Could your new or re-elected MP help us out in Parliament? | 26 May 2015

May 26, 2015

Please ask you new or re-elected MP to help form the new All Party Parliamentary Group on M.E. for this Parliament.

We need find a a good number of MPs from all parties – and a willing volunteer for the key post of Chairman – to enable the group to be reformed as soon as possible.

The concerns and needs of people with ME/CFS are still crying out to be met, particularly in the following areas: benefits, research, services, medical education and illness management.

The ME Association shares the secretariat with Action for M.E. and we both will be doing all we can to bring MPs to the table.

The last APPG chairman, Liberal Democrat MP for Mid-Dorset Annette Brooke, stood down from Parliament at the General Election. As yet we have no clear fix on who will succeed her in this role.

We have produced the following template letter for your MPs outlining our main areas of concern, which you are welcome to copy as if it were you own. A PDF download of this letter can be found HERE.

Use it, please, to form the basis of your own letter – adapting it to suit yourself. And, of course, remember to include your own name and address and tell us if you get an interesting reply.


Your own Name and Address

Mr Septimus Harding MP
House of Commons

Dear xxx

I have an illness known as M.E. – Myalgic Encephalopathy – which affects around 250,000 people in the UK. Children as well as adults are affected.
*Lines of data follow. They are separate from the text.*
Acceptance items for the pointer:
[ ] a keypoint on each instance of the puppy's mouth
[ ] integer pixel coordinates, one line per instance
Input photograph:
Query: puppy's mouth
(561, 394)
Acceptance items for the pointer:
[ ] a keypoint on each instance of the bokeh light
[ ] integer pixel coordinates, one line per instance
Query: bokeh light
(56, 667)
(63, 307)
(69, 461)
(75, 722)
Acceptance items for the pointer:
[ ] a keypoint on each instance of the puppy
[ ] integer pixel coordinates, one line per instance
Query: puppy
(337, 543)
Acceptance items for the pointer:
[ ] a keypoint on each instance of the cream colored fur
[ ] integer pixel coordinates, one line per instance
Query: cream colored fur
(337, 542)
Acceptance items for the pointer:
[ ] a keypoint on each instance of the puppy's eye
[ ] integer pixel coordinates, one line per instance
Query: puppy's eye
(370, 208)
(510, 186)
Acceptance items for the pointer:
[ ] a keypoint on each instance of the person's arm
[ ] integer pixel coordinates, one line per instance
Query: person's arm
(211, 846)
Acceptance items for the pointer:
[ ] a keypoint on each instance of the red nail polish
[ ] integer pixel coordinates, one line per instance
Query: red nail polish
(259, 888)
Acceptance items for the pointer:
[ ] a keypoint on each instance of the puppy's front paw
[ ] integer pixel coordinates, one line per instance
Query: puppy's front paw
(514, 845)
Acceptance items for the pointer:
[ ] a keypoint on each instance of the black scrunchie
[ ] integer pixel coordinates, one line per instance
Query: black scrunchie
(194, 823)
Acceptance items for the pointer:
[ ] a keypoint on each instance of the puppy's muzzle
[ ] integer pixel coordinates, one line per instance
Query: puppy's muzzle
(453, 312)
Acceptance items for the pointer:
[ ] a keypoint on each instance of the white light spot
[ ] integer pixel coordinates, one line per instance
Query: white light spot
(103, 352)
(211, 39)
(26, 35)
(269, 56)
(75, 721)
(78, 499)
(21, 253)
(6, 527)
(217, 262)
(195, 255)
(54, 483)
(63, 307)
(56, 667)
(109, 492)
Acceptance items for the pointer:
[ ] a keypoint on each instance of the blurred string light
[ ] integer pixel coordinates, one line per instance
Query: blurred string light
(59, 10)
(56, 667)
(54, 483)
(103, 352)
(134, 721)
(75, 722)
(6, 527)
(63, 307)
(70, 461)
This means there are around 400 other people in your constituency who also have ME – some of whom will have severe ME, meaning that they are housebound or even bed-bound.

Please could you spend a few minutes of your time to look at five key concerns that affect people with this illness and then consider how you can best assist with the formation of a new All Party Parliamentary Group on M.E. that can represent their interests and concerns. The APPG will need officers as well as members from all parties.

The five key concerns are:


Along with other fluctuating medical conditions, people with ME/CFS often have great diffi- culty in obtaining DWP sickness and disability benefits to which they should be entitled and are only able to do so after going to appeal.


Many people with ME experience long delays, sometimes over a year, in obtaining a formal diagnosis. In the meantime, they are often given inadequate, or even inappropriate or harmful advice, on management. This is because medical education on both the diagnosis and management of ME/CFS at undergraduate and postgraduate level is sketchy or even non-existent.


The 2007 NICE guideline on ME/CFS is no longer meeting the needs of people with ME and needs to be fully revised. This was confirmed by Professor Mark Baker from NICE when he spoke to a meeting of ME/CFS charities at the House of Lords in June 2014. However, the NICE guideline has been placed on the inactive ‘static’ list by NICE and there are no plans by NICE to make any revision.


Although the Medical Research Council has identified a list of high priority biomedical research items, funding for key areas of biomedical research – which also includes clinical trials of drug treatments and research infrastructure such as the M.E. Biobank at the Royal Free Hospital – still has to be largely funded by the charity sector.


People with M.E. in many parts of the UK still do not have a local hospital-based specialist service to whom they can be referred by a GP for further advice on either diagnosis or management. For children and adolescents, the availability of specialist referral services
is extremely patchy – despite ME/CFS being one of the commonest causes of long-term, sickness absence from school. For the 25% of people who have severe ME – being house- bound or bed-bound – domiciliary services and in-patient facilities are extremely difficult to find, if they exist at all.

Optional insert for comment on a specific local problem:

Here in xx …

As you can see there are very real concerns about the way in which the Department of Health is dealing with an illness that affects around 250,000 people in the UK and which is costing the country an enormous amount of money in lost revenue through the prolonged ill-health and the disability it causes.

If you are interested in helping to set up a new APPG, please email the ME Association – one of the two national charities prepared to share duties in an unpaid secretariat. Their email is

Optional insert:

I would also like to discuss these concerns with you in person if you are able to do so.

I look forward to your response.

Yours sincerely


2 thoughts on “Could your new or re-elected MP help us out in Parliament? | 26 May 2015”

  1. Sadly not. John Whittingdale OBE MP for Maldon has “joined the Cabinet as Minister for Culture, Media and Sport. As a result, I am not able to join the APPG on ME.”